900 Greyhounds Need Homes

The Dairyland Greyhound racetrack near Kenosha is on its last legs. All signs point to the dog track tucking its tail by year's end.

That’s giving dog advocates fits, because, if the track indeed closes, all those dogs will need homes.

"They're fighting a losing battle," Linda Cliff of Central Illinois Greyhound Adoption, which works to place Dairyland greyhounds in homes around the country, told the Milwaukee Journal Sentinel. "I'm already getting calls from Dairyland dog owners. I haven't talked to anybody who said the track will stay open."

All told there are nearly 900 dogs that will need homes after the track closes and adoption workers believe they can only place between 300 and 600 in homes and at other tracks around the country.
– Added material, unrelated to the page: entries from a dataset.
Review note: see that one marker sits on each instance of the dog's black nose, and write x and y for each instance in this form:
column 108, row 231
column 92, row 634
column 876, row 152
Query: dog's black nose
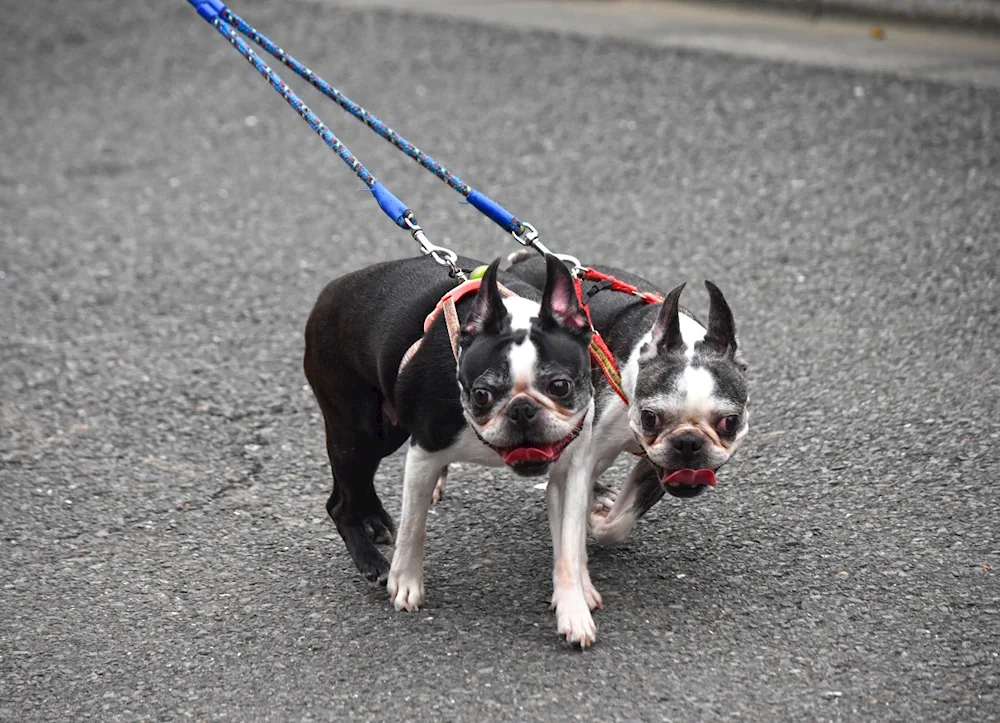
column 522, row 411
column 688, row 445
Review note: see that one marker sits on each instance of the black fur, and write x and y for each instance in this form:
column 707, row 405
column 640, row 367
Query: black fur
column 357, row 333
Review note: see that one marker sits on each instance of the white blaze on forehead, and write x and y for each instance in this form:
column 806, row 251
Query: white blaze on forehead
column 523, row 355
column 691, row 332
column 695, row 388
column 521, row 311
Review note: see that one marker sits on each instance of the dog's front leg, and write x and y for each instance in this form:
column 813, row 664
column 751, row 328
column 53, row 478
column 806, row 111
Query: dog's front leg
column 641, row 491
column 406, row 576
column 570, row 579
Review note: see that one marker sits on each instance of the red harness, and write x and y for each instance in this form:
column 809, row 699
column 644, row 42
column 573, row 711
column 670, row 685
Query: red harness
column 599, row 352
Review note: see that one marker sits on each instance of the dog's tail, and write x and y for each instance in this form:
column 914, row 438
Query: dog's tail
column 520, row 256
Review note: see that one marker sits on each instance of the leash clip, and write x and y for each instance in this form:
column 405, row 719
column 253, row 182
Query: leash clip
column 442, row 255
column 530, row 240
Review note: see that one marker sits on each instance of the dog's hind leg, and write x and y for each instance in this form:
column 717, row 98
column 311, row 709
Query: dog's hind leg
column 356, row 444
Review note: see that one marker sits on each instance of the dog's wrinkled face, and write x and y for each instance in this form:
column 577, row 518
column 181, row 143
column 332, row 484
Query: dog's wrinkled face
column 689, row 410
column 524, row 370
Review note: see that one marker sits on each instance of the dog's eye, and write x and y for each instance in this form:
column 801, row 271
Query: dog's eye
column 728, row 425
column 482, row 397
column 560, row 388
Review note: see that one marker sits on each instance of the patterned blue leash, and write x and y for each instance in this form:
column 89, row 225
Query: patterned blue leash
column 394, row 208
column 523, row 232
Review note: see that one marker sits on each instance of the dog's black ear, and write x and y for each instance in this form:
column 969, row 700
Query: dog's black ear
column 667, row 329
column 488, row 311
column 560, row 304
column 721, row 335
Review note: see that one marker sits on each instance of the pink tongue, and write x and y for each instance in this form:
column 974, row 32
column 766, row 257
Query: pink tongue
column 526, row 454
column 691, row 477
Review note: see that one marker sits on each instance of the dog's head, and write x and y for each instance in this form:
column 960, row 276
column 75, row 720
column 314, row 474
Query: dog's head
column 689, row 410
column 524, row 370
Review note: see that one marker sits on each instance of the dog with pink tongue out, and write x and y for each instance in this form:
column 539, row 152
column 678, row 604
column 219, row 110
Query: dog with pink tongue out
column 687, row 392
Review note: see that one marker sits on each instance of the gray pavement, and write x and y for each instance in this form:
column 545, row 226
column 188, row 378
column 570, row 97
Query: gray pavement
column 165, row 224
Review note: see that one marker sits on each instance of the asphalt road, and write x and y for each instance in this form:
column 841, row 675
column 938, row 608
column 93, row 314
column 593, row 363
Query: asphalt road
column 166, row 223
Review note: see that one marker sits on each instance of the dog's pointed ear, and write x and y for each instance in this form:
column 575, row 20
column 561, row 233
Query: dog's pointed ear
column 488, row 311
column 667, row 329
column 721, row 335
column 560, row 305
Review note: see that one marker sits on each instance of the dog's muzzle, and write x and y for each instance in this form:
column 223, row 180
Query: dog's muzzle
column 532, row 458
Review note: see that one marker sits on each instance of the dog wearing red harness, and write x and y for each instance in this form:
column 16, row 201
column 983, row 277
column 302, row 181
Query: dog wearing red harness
column 680, row 404
column 493, row 372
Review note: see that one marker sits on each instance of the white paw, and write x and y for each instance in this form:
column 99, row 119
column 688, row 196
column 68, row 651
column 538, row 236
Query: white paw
column 603, row 504
column 607, row 533
column 573, row 618
column 406, row 592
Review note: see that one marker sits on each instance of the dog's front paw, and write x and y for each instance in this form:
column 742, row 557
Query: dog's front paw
column 590, row 594
column 604, row 502
column 573, row 618
column 438, row 493
column 608, row 529
column 406, row 591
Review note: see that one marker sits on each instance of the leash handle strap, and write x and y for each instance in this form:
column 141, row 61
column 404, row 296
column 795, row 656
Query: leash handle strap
column 490, row 208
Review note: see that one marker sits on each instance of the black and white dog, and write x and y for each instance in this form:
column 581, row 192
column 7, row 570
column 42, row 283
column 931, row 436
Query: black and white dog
column 687, row 389
column 503, row 381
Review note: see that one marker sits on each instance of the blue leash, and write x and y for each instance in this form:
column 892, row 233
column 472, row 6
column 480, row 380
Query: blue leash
column 394, row 208
column 215, row 12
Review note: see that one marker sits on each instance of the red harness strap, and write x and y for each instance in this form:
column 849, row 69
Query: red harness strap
column 447, row 306
column 616, row 285
column 599, row 351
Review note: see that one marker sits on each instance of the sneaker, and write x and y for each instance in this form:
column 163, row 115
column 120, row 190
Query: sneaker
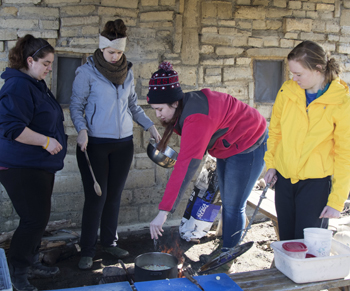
column 116, row 252
column 85, row 263
column 19, row 279
column 38, row 270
"It will be a massive undertaking," Cliff said. "There are fewer and fewer tracks left in the country, and we'll be in big trouble."

The Dairyland track opened in 1990 to much fanfare. But it has been steadily losing money since. Last year it lost $3.4 million dollars; the year before $2.82; before that, $2.84 and so on.

Cliff has some ideas.

She believes the track could find a way to stay afloat with simulcasts of races from other tracks. That could provide enough revenue to feed the puppies until homes can be found.

Cliff’s group has managed to place 475 Dairyland greyhounds so far this year.